Reviewed by guy-bellinger7 / 10

Sentimental voyage

Lucie Borleteau's first feature-length movie is a strange one. It has an interesting premise (few are the movies that revolve around a woman... working as an engineer on a freighter) but its development is - to say the least - surprising. You might expect a documentary on the theme : 'the everyday life and working conditions of a female worker on a merchant ship' or a sociological study dealing with the point 'how does an insert element manage to fit into an a priori unfriendly universe?' And - to be fair - there are elements of the response to both questions. On the documentary side, the cargo ship Fidélio on which most scenes take place is a real one and it shows. As a consequence everything rings true, from the sorry state of the antiquated freighter to the engine room operations to the superstitious Filipino crew members, to the wild sprees ashore. As for the study of what it is like to be a woman in a male-dominated environment, the result is only fairly convincing : this is probably due to the fact that Alice is seen in too many scenes in which she thinks of love, yearns for sex or actually makes love and in not enough where she carries out her engineer's job. And when she IS doing so, she appears too beautiful, too well-groomed and her hands are just about greasy enough. Of course it is Lucie Borleteau's choice to show that a woman, whether working in an engine room or not, will be a woman (which I perfectly understand),but it seems to me her film would have been better if she had found a more adapted balance between the intimate and the documentary sequences. On the whole, though, "Fidelio, l'odyssée d'Alice" remains quite a watchable film. First of all because it may be the first (or if is not, one of the first) fiction movies on its theme - and this is no small thing. In addition, even if more could have been shown about Alice's trade, the relationships between the various member of the crew are well observed and well captured in this aptly-made drama. Another asset of 'Fidélio' is its fine cast consisting either of professionals (in particular the classy Ariane Labed as Alice the free woman and the sensitive Anders Danielsen Lie as Felix, the young lover she has left behind) or of real-life seamen who play themselves in a very realistic way. All in all, a voyage you can embark on provided you don't mind a significant part of its running time being devoted to its main character's sentimental pangs or graphic lovemaking.
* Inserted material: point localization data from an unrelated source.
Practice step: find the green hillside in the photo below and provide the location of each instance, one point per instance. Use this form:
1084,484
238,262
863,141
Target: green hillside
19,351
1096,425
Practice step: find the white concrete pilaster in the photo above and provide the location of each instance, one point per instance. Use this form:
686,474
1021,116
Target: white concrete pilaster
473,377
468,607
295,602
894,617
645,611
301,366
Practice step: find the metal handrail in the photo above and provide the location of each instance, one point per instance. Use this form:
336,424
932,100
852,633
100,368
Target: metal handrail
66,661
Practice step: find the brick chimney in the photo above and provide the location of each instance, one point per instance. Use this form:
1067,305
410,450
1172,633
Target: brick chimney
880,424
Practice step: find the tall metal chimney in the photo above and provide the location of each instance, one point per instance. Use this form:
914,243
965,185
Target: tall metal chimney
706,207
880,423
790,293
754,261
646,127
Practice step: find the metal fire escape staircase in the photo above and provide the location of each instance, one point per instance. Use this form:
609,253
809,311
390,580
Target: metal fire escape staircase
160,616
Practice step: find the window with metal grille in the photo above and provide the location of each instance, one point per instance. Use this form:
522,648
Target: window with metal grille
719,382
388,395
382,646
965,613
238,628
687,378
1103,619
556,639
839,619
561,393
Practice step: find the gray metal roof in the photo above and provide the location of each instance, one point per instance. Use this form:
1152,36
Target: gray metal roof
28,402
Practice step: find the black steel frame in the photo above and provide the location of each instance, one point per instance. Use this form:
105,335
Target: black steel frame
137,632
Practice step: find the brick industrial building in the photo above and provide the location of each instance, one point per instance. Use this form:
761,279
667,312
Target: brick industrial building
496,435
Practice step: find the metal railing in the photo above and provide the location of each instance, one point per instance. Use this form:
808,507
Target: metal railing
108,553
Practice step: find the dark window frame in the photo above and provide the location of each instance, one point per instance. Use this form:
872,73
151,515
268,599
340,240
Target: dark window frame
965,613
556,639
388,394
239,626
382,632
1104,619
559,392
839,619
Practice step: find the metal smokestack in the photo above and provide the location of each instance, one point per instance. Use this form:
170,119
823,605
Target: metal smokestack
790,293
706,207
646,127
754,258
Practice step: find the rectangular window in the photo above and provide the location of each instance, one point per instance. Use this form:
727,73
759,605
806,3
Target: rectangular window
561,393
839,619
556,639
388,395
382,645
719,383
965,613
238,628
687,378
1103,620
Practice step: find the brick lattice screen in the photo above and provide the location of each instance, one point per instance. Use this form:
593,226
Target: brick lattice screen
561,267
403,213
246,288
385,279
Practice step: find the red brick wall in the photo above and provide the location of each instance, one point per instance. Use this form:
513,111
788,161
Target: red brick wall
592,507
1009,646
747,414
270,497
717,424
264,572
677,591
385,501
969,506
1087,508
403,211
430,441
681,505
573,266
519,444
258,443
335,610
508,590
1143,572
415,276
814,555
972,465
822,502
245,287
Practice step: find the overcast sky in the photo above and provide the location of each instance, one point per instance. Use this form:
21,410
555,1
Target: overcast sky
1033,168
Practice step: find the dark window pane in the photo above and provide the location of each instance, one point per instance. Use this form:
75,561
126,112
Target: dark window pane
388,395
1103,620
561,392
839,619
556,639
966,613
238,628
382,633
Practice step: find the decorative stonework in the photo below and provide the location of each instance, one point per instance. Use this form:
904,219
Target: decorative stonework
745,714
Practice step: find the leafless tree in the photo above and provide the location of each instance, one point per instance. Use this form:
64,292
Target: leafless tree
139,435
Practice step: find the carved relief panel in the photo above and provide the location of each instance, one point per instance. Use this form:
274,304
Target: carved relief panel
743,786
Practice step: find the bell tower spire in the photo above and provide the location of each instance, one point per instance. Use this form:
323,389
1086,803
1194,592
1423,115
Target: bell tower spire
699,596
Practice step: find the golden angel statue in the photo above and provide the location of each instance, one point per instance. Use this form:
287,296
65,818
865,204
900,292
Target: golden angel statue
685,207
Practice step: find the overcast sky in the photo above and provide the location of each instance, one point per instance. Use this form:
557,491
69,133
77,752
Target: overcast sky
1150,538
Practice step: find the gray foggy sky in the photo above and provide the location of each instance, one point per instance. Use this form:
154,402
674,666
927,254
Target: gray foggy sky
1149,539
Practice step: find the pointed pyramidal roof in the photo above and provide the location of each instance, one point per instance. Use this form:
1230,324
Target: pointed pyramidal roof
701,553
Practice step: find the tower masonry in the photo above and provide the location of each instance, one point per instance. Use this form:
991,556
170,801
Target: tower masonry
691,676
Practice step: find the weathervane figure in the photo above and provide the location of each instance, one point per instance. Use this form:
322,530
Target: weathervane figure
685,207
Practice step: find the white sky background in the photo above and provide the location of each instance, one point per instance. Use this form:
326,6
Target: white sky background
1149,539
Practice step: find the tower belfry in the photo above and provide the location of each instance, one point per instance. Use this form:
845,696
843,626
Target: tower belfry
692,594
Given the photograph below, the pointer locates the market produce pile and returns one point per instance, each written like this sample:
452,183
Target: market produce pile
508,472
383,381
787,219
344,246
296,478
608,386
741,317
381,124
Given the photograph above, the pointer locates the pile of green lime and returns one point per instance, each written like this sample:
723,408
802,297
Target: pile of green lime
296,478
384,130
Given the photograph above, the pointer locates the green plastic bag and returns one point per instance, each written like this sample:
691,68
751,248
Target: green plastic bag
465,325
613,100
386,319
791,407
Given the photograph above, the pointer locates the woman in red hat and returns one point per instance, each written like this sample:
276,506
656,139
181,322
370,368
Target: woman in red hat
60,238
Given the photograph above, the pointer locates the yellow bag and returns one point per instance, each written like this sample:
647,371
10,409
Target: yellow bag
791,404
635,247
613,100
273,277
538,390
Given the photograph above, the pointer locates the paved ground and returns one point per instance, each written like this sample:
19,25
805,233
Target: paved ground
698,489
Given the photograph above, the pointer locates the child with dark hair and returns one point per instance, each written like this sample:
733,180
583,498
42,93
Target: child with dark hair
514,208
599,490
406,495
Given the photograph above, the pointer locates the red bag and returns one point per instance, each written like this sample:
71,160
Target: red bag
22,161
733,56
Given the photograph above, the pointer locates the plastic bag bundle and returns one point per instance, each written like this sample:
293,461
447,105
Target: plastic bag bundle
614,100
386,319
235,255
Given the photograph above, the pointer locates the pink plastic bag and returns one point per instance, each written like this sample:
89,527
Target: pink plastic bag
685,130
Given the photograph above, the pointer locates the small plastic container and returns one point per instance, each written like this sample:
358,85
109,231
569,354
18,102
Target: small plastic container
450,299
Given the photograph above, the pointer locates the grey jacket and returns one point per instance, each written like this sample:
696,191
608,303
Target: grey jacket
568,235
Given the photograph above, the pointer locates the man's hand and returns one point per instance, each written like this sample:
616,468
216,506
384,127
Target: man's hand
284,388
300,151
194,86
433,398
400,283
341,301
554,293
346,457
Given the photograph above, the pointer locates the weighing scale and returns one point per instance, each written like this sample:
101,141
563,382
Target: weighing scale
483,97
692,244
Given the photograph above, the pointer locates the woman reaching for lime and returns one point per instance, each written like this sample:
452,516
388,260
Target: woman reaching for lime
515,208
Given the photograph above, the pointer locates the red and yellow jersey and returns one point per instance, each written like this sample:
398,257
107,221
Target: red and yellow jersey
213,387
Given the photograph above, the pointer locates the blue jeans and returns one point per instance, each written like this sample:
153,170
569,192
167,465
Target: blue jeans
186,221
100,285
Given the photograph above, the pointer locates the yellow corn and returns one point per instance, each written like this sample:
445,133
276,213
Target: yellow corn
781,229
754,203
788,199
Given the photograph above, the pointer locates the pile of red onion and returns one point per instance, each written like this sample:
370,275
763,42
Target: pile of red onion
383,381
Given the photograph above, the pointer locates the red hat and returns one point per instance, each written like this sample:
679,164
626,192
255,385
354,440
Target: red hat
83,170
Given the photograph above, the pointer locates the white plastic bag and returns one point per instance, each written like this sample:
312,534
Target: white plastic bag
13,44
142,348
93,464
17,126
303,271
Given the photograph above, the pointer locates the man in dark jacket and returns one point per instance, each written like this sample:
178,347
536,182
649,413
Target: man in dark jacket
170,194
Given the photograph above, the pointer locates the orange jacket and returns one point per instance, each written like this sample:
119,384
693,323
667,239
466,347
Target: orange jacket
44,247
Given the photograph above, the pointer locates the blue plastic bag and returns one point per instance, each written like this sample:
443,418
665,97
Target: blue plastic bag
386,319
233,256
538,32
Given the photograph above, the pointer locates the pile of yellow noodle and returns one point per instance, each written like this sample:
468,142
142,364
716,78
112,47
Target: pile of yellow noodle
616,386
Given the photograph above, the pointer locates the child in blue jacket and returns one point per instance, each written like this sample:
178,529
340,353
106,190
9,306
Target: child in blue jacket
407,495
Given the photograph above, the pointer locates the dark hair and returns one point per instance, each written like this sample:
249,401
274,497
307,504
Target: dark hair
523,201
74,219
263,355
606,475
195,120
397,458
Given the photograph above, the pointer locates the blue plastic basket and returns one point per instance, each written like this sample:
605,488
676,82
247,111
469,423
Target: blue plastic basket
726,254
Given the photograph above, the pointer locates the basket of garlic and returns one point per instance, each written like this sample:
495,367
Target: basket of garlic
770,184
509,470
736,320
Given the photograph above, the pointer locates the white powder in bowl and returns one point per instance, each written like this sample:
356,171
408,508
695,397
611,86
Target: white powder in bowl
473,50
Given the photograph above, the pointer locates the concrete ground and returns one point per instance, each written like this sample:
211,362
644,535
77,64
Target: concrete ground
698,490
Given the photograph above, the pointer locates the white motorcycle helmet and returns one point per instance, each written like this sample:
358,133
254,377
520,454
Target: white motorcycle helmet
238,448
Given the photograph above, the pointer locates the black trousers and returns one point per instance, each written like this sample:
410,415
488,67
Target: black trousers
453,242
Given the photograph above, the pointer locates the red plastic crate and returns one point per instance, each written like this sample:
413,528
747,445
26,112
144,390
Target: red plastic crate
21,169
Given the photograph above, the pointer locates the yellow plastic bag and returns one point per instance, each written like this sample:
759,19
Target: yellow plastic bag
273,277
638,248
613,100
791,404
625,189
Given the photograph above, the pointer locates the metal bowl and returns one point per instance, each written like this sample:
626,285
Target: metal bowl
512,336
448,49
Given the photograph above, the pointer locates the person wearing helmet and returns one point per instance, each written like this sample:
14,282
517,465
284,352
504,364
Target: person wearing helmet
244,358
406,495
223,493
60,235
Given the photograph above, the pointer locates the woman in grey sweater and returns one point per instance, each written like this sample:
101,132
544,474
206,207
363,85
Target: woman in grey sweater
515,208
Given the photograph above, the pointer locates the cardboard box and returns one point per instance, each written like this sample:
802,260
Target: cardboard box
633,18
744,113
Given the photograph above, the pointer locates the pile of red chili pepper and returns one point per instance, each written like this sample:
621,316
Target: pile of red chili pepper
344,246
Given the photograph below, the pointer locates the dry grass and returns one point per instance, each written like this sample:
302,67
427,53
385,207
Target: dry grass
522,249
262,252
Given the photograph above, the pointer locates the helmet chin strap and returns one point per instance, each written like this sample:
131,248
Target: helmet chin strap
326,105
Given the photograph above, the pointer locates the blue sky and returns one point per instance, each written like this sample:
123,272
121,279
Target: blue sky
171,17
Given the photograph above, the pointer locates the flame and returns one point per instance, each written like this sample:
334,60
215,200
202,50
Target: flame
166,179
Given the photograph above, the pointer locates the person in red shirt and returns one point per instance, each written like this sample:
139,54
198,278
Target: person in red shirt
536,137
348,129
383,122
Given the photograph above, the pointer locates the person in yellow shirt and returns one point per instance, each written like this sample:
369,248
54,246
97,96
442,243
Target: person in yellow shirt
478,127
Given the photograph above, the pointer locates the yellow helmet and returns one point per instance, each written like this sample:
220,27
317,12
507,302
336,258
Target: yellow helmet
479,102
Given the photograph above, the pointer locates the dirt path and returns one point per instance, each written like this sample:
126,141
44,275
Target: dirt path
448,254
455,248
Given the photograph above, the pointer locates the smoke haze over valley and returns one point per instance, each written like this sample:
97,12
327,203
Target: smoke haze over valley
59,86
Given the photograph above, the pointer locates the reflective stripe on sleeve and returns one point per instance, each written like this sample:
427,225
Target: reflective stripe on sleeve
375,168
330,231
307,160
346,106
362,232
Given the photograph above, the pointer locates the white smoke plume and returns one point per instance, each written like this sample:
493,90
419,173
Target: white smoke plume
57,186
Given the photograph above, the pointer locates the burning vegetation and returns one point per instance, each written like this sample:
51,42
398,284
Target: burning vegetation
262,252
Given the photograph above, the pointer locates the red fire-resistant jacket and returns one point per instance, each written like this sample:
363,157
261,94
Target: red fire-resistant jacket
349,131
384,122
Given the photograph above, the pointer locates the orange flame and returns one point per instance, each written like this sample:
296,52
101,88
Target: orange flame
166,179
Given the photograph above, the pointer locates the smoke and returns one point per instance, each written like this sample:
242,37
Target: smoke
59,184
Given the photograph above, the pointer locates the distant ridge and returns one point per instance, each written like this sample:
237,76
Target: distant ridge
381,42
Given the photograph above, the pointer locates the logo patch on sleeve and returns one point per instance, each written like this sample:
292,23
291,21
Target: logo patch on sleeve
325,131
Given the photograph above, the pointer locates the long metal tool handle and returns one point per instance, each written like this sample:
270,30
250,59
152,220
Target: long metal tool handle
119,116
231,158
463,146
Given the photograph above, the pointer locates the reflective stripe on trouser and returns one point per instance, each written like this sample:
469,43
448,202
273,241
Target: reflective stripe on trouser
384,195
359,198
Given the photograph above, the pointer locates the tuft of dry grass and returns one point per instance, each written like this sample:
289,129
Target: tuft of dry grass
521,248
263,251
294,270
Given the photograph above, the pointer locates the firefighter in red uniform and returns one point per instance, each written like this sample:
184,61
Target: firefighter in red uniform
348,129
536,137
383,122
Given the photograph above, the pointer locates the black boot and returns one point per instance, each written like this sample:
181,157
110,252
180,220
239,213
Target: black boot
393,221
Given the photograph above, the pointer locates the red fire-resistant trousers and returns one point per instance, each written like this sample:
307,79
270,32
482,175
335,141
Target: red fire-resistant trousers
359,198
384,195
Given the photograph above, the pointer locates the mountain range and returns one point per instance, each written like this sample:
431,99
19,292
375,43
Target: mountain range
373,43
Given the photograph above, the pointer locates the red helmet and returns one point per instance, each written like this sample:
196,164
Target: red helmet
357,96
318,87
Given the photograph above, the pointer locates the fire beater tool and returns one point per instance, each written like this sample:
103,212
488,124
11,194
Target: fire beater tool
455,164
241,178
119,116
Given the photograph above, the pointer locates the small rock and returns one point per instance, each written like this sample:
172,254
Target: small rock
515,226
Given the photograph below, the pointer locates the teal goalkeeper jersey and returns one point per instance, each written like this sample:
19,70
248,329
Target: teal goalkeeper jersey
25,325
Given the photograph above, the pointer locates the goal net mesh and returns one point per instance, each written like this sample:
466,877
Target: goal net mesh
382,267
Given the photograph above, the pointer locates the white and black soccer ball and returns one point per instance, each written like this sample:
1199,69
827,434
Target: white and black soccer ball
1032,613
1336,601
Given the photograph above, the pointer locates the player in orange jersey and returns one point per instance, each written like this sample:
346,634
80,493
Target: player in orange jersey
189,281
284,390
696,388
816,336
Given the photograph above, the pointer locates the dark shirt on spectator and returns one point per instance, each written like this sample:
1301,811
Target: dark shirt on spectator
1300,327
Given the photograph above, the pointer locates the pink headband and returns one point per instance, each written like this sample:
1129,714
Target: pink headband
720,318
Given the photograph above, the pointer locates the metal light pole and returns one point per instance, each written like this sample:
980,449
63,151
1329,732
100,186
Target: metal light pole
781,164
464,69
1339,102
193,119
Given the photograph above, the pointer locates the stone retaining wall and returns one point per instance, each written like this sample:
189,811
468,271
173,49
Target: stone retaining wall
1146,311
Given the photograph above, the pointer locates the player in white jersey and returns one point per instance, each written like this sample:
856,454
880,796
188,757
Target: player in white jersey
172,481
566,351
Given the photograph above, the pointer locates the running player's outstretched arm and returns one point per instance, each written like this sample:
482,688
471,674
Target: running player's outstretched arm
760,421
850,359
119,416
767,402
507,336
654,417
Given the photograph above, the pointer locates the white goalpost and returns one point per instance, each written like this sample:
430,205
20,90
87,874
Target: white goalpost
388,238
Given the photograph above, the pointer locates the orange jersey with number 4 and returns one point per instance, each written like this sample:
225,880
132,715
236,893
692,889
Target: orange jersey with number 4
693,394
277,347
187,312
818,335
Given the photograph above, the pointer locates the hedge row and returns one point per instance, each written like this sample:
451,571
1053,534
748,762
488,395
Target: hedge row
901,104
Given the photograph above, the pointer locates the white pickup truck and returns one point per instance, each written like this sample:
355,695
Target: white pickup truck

Reviewed by t-dooley-69-3869166 / 10

Sex Ahoy in this French Sea Faring Tale

Alice (Ariane Labed 'The Lobster') is an engineer on a cargo ship. She has a handsome and doting boyfriend who is Norwegian – Felix (Andres Danielsen Lie 'Oslo 31 August') and after returning from a voyage she hops into 'the sack' with him before going off to replace a dead engineer on the 'Fedelio'. Only this is a ship which has been renamed and is actually the ship she apprenticed on, and worse still the sultry captain with matinée idol good looks who was her first love is now her boss and married.

Well soon they are all at sea – in more ways than one and she reveals that as a woman 'she has needs' and knows how to fulfil them. So begins her 'odyssey'. She also indulges in the belongings of the dead engineer piecing together his wayfaring life through diary entries and pictures. However what this really develops into is a voyage of self discovery.

Now this has a lot of bedroom gymnastics in it and to put it mildly she 'arrives' faster than an Uber cab. Now I am all fine with that sort of thing but the story – like the journey – meanders in places and at times it is hard to know why a scene was included. That too is fine as the relevance of all reveals itself in the final denouement. All in all a very accomplished film but not one that is an entry to French films but more for those who really like a bit of Gallic difference.